How to merge parent and child documents in Elasticsearch into a single enriched record?

Hi everyone,

I’m working with an Elasticsearch index that stores HTTP request logs. Each request is represented by two documents:

  • A parent document with a unique ID field.
  • A child document that contains a parentID field referencing the parent’s ID.

Both documents share the same structure (i.e., same fields), but with different values. I’d like to merge each parent-child pair into a single document, either in the same index or a new one. Ideally, the merged document would:

  • Retain all fields from the parent as-is.
  • Include all fields from the child, but with a child_ prefix (e.g., child_status, child_timestamp, etc.).

What’s the best way to achieve this in Elasticsearch/Kibana?

  • Should I use a transform job, ingest pipeline, or script with _update_by_query?
  • Is there a way to do this efficiently for large datasets?

Thanks in advance for your help!

anyone ?

Hello @verza

Welcome to the community.

Looking at your usecase as per my understanding for large datasets you should go for transform job on common field id & can include the fields as per the requirement.

Thanks!!

Can i still do it if the common field id are different ? In the parent the field is named 'ID' and in the Child is named 'ParentID'

Hello @verza

In this scenario we might have to use an enrich policy by which data for 1 index is appended to index 2 based on ID field.

Thanks!!

Thanks for your help @tortoise; i had a look at enrich policy; i understand that for the Enrich Policy i need to have one common attribute ( match field) ; in my case again I've two different attributes ID and ParentID names to match, i don't see how i can specify that.

Hello @verza

I did try below enrich policy :

PUT index-a
{
  "mappings": {
    "properties": {
      "parent_id": { "type": "keyword" },
      "name":      { "type": "text" },
      "age":       { "type": "integer" }
    }
  }
}
PUT index-b
{
  "mappings": {
    "properties": {
      "secondary_id": { "type": "keyword" },
      "location":     { "type": "text" },
      "technology":   { "type": "text" }
    }
  }
}

Created enrich policy with source as index-b (we can select source as the primary index in this case i am selecting the secondary index)
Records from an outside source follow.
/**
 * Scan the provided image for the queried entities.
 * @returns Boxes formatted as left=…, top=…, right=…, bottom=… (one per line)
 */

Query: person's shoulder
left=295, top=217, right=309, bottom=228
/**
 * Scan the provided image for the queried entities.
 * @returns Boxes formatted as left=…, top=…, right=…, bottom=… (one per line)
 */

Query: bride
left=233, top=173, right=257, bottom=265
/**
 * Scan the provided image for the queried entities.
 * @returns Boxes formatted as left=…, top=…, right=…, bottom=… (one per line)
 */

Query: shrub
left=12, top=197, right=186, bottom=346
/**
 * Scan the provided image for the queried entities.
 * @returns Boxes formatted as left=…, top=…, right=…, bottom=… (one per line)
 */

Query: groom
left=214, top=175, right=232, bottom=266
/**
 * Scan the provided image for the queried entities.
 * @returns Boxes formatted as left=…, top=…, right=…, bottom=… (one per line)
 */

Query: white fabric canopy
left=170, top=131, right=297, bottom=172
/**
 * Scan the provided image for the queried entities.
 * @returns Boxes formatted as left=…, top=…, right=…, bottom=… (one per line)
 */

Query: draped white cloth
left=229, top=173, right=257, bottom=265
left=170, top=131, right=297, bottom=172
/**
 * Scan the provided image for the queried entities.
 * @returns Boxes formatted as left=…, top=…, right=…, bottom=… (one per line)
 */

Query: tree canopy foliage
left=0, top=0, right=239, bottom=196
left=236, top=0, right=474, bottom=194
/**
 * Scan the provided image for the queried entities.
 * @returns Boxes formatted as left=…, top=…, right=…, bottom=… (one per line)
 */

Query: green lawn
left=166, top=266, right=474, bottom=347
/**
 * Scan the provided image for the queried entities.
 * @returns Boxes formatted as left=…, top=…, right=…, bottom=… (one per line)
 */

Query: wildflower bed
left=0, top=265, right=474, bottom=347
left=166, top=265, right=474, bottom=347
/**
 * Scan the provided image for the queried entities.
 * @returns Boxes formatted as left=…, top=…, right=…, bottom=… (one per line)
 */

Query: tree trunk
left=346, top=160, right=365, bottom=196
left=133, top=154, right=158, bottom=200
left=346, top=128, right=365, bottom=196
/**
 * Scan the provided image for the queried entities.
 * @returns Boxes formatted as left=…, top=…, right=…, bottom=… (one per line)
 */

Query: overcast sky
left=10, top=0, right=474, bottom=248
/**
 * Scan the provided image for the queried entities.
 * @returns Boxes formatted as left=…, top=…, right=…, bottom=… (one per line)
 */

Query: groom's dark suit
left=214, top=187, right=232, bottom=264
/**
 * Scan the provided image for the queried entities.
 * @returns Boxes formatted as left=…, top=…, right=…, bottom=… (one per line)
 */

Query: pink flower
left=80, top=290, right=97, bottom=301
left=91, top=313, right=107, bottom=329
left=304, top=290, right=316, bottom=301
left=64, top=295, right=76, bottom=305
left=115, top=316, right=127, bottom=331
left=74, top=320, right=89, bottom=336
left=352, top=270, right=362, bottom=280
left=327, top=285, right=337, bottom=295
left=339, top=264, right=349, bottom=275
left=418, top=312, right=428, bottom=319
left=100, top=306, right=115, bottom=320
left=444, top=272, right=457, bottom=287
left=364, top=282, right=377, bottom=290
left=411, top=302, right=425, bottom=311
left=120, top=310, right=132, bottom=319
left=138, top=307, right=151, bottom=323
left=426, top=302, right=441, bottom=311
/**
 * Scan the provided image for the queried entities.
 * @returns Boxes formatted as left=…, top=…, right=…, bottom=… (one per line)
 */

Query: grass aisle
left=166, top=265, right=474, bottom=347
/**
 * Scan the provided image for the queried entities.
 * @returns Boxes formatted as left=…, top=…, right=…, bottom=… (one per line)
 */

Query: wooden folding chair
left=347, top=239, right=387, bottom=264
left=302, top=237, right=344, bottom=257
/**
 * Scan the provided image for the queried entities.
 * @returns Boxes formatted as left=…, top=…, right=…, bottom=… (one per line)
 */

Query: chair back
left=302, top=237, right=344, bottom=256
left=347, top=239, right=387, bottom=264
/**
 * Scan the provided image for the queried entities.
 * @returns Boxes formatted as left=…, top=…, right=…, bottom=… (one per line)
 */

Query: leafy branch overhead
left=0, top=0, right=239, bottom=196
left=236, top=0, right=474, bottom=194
PUT /_enrich/policy/enrich-by-secondary-id
{
  "match": {
    "indices": "index-b",
    "match_field": "secondary_id",
    "enrich_fields": ["location", "technology"]
  }
}

POST /_enrich/policy/enrich-by-secondary-id/_execute

PUT /_ingest/pipeline/enrich-pipeline
{
  "processors": [
    {
      "enrich": {
        "policy_name": "enrich-by-secondary-id",
        "field": "parent_id",
        "target_field": "enriched_data",
        "max_matches": 1,
        "override": true
      }
    }
  ]
}

Now while indexing the data for index-a it will call the enrich policy & add matching data from index-b :

POST /index-a/_doc?pipeline=enrich-pipeline
{
  "parent_id": "id003",
  "name": "Zara",
  "age": 29
}
GET index-a/_search
{
  "query": {
    "match": {
      "parent_id": "id003"
    }
  }
}

Output :


  {
        "_index": "index-a",
        "_id": "t11fpZcBjyPthJy0yx5H",
        "_score": 1.0296195,
        "_source": {
          "parent_id": "id003",
          "enriched_data": {
            "location": "New York",
            "technology": "Logstash",
            "secondary_id": "id003"
          },
          "name": "Zara",
          "age": 29
        }
      }
    ]
  }
}

Please share the issue you are facing?

Thanks!!

Hi @Tortoise, thanks for your help!

My problem is that, if i manually add the documents into the index and trigger the Policy then is all good and works as expected; but data is coming in as part of Elastic integration with Cloudflare Cloudflare Integration | Elastic integrations
and there i have no way to trigger the Policy, that's where i'm stuck.